Open source research data repository software
http://dataverse.org
Other
881 stars 493 forks source link

Feature Request/Idea: Subsetting by variable values #8371

Open sbaltzmit opened 2 years ago

sbaltzmit commented 2 years ago

Overview of the Feature Request It would be very useful for users to be able to subset datasets by the values of specific variables before downloading data, as for example described in the TwoRavens manual here (under "Subset"): https://guides.dataverse.org/en/5.6/user/data-exploration/tworavens.html

What kind of user is the feature intended for? Any user downloading data.

What inspired the request? I help administrate a fairly large repository of election result data (https://dataverse.harvard.edu/dataverse/medsl). Precinct-level results of American local, regional, and federal elections can easily reach 3 GB of text in one file, which makes the data very slow to access (a user who is looking for the results of just one statewide election still needs to download a multi-GB file with results from every race in the country, load that into software for subsetting it, and then perform the subsetting). Users can reduce the download burden by selecting specific variables, but they still have to download all of the rows. We have thought about splitting our data up and providing a variety of datasets for people to choose from, but it is very hard to anticipate exactly what data people might be after. We could for example upload one file for each state, but then users who want (say) the results of a presidential election would need to download all 50. Or we could supply each major race individually, but then users who want (say) the results of a given year's senate elections would need to download every file. I imagine there are analogous problems for large datasets about other subjects. It would be great if people could make those decisions for themselves while downloading the data.

What existing behavior do you want changed? Only added functionality; the existing subset tool is very good.

Any brand new behavior do you want to add to Dataverse? The option to subset by variable value when downloading data.

Any related open or closed issues to this feature request? Not to my knowledge.
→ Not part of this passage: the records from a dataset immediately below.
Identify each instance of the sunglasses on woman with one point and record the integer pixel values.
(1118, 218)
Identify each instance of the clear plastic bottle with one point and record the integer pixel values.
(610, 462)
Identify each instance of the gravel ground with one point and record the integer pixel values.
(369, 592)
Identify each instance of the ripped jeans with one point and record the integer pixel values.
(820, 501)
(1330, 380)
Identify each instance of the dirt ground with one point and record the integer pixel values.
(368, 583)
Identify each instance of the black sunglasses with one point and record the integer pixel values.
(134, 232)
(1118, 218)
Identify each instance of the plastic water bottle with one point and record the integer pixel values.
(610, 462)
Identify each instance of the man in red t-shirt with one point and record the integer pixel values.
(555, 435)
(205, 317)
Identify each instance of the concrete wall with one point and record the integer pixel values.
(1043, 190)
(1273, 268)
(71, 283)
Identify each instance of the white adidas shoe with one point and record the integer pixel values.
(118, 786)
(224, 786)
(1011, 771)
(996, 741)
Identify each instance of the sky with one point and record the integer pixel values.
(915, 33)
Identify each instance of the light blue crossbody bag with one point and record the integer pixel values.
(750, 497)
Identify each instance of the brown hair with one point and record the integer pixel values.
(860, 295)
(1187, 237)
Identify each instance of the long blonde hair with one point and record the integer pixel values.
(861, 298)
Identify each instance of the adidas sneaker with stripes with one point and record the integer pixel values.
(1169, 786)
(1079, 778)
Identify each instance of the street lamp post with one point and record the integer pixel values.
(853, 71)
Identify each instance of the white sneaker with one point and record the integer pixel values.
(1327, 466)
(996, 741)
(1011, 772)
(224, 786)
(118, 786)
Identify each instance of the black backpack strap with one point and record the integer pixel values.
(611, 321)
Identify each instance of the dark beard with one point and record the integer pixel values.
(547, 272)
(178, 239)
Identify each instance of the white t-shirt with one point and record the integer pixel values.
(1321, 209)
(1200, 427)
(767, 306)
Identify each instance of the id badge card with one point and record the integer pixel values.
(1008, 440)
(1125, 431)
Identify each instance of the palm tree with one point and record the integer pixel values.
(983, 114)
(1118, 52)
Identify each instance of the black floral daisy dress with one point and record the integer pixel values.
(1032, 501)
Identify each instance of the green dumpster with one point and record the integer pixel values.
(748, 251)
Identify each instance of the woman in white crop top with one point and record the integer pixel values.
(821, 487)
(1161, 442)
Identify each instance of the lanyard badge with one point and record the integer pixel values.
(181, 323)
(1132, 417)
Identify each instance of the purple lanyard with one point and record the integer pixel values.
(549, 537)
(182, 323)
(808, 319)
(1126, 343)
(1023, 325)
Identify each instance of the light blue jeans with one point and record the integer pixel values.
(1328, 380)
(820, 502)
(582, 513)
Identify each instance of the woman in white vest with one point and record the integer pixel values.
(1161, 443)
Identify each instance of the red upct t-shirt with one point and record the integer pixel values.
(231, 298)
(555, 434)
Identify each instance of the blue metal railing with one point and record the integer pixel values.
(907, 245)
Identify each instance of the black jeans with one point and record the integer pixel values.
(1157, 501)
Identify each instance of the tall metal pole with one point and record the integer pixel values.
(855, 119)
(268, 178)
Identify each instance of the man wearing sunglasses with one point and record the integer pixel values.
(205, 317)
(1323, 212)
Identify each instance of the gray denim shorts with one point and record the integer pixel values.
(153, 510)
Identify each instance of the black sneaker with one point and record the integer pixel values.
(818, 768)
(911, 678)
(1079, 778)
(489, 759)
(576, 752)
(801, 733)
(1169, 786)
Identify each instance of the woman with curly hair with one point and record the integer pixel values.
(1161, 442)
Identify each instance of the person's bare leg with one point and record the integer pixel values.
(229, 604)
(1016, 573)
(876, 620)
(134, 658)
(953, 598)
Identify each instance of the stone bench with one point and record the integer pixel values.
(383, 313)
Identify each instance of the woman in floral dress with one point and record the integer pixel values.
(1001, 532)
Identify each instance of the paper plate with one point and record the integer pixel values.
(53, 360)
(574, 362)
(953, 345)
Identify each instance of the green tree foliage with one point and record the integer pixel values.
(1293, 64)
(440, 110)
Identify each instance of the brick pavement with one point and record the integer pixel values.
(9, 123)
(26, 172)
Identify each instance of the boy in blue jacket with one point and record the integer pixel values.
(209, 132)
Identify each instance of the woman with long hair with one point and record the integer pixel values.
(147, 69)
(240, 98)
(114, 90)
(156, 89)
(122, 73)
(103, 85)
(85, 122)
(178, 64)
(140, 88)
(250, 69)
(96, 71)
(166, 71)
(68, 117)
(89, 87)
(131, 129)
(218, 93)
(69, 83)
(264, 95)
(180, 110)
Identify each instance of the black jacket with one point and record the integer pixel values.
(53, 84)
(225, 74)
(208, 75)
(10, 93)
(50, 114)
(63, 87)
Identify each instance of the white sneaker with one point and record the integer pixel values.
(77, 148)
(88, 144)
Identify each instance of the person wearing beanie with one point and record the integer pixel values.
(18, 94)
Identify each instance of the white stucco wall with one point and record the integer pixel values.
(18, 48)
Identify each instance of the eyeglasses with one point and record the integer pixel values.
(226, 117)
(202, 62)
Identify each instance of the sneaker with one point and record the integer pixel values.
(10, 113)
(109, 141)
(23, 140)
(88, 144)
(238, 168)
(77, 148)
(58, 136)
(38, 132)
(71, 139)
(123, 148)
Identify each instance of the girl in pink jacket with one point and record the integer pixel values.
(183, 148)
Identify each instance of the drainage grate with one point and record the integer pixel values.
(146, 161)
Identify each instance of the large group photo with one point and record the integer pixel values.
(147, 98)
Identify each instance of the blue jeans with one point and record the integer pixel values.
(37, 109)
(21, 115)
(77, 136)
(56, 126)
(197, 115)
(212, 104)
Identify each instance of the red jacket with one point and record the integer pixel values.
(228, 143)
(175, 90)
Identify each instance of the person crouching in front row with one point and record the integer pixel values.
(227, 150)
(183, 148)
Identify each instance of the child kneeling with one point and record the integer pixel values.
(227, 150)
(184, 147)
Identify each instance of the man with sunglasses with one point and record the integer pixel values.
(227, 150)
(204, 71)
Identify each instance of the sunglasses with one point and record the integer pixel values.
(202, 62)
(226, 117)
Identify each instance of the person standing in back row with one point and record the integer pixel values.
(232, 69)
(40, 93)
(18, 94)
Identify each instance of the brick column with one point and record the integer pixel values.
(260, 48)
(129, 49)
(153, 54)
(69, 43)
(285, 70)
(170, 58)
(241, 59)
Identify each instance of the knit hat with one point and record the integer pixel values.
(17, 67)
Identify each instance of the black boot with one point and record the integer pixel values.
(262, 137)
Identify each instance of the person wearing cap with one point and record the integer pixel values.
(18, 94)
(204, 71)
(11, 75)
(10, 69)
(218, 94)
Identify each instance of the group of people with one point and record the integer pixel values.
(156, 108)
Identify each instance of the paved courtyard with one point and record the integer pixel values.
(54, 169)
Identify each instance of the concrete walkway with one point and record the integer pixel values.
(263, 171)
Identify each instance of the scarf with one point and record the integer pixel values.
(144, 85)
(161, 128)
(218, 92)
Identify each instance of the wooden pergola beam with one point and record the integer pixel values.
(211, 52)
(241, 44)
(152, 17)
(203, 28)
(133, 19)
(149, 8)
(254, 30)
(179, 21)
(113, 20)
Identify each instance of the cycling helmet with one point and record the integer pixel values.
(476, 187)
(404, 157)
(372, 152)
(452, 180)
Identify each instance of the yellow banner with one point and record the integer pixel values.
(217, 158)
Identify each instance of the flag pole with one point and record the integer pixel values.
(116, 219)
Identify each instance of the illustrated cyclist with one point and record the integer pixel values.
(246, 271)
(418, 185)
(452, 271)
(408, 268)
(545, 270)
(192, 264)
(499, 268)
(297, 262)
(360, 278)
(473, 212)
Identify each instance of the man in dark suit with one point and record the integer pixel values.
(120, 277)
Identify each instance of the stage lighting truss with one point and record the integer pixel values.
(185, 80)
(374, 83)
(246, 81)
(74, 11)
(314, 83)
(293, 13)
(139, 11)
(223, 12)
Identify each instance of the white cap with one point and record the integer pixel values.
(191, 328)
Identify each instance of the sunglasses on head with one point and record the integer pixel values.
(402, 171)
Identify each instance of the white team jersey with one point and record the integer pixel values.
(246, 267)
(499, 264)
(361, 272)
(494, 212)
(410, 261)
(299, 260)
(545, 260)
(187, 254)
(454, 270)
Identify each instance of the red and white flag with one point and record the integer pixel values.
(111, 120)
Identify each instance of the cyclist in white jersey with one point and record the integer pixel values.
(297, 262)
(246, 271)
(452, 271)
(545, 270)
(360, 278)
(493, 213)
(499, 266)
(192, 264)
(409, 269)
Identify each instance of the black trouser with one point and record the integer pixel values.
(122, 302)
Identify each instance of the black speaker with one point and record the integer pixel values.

pdurbin commented 2 years ago

@sbaltzmit hi! I'm confused by "the existing subset tool is very good." Are you talking about Two Ravens? Data Explorer?
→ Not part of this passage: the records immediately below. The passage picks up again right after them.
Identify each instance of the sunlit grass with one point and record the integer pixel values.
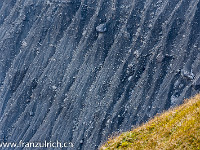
(178, 128)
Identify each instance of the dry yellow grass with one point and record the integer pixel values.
(178, 128)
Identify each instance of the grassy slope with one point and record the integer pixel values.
(178, 128)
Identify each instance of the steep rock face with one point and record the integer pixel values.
(78, 70)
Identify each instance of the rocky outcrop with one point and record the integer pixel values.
(77, 70)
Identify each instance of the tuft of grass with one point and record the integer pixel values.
(178, 128)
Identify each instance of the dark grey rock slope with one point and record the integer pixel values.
(79, 70)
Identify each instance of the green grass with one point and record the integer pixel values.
(176, 129)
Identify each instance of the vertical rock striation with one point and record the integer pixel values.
(79, 70)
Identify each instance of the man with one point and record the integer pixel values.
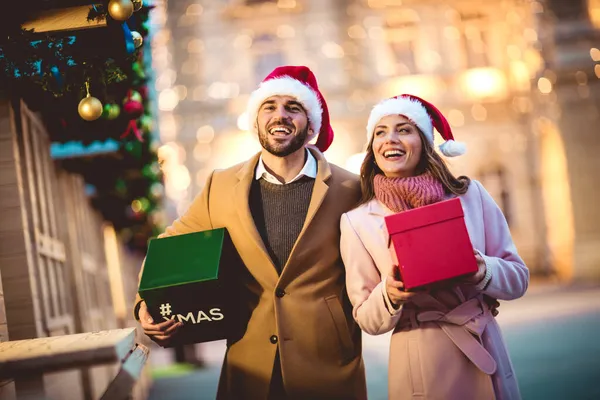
(282, 209)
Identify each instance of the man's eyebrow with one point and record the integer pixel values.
(294, 103)
(267, 102)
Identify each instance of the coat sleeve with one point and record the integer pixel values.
(366, 289)
(509, 275)
(195, 219)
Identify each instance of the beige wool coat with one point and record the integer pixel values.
(319, 342)
(446, 345)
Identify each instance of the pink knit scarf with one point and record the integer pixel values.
(400, 194)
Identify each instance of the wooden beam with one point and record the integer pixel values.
(63, 19)
(21, 358)
(120, 388)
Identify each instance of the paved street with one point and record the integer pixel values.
(552, 335)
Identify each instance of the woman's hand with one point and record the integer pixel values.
(478, 276)
(395, 288)
(161, 333)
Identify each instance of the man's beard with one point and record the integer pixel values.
(282, 150)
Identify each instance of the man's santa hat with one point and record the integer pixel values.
(423, 114)
(300, 83)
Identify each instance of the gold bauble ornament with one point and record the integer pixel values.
(120, 10)
(137, 4)
(138, 40)
(90, 108)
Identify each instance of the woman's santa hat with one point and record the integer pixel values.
(300, 83)
(423, 114)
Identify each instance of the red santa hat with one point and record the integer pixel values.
(300, 83)
(423, 114)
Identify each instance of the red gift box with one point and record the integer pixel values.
(431, 243)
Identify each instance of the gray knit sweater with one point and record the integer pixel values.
(279, 212)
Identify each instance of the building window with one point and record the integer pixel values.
(267, 55)
(475, 40)
(568, 10)
(401, 34)
(258, 2)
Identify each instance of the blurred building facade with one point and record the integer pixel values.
(516, 79)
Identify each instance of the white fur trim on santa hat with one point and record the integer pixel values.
(410, 108)
(287, 86)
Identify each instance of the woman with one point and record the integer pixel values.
(446, 343)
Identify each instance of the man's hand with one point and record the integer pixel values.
(161, 333)
(478, 276)
(395, 288)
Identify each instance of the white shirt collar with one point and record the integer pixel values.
(309, 170)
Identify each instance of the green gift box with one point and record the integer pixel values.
(190, 278)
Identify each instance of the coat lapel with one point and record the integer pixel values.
(242, 206)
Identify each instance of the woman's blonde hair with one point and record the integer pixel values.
(430, 161)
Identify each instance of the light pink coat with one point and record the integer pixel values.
(446, 344)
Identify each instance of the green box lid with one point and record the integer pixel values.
(182, 259)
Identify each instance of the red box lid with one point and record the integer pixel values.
(423, 216)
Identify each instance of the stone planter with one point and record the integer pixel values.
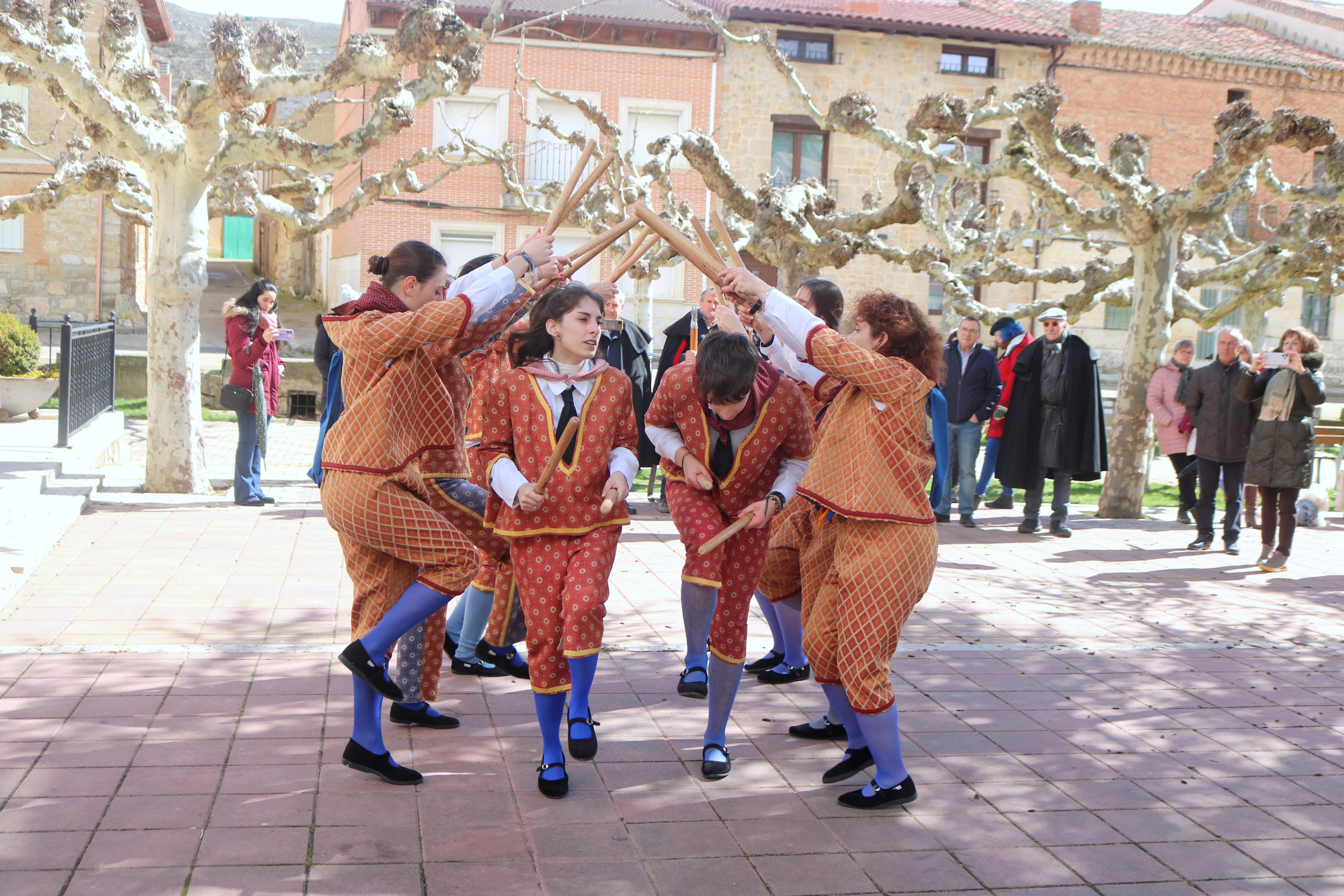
(19, 394)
Dataverse supports subsetting via API (see "subset" at https://guides.dataverse.org/en/5.9/api/dataaccess.html#parameters ) but we removed the builtin web interface for it in pull request #6098 because it was broken and a new alternative called Data Explorer, an external tool, supports subsetting (using the API). I'll give an example below with your file at https://dataverse.harvard.edu/file.xhtml?version=5.0&fileId=4300300

launch Data Explorer

Screen Shot 2022-02-04 at 11 16 40 AM

pick a couple variables for the subset (state and year)

Screen Shot 2022-02-04 at 11 17 11 AM

peek at the downloaded subset

$ head ~/Downloads/1976-2020-senate-subset.tab 
state   year
"ARIZONA"   1976
"ARIZONA"   1976
"ARIZONA"   1976
"ARIZONA"   1976
"ARIZONA"   1976
"CALIFORNIA"    1976
"CALIFORNIA"    1976
"CALIFORNIA"    1976
"CALIFORNIA"    1976

Will Data Explorer meet your needs? If not, are you able to use the API? Thanks for using Dataverse!

sbaltzmit commented 2 years ago

Thanks for the reply.

It appears that what you are downloading in those screenshots is every value of the variables "state" and "year". The feature I was requesting is not to download just a few variables, but rather to download all the rows that correspond to certain variable values.

So, you got two columns: every value of "state", and every value of "year". That's subsetting the variables that you're downloading, but not subsetting by values of those variables. Very commonly our users will want to download, say, every row of the dataset corresponding to the state value "Arizona", and that does not seem to be supported by dataverse.

pdurbin commented 2 years ago

@sbaltzmit thanks, makes sense, especially the "Arizona" example.

Would it be of value to you to have an API for subsetting by value? Or would you and your users also need a GUI?

sbaltzmit commented 2 years ago

If it was doable even just in the API, that would be fantastic. I'm sure a GUI would be that much more usable for some of our users, but if there were a way to do in the API then we could help them understand how to use it. Thanks again for the responses and assistance.

pdurbin commented 2 years ago

@sbaltzmit sure. Are you interested in making a pull request?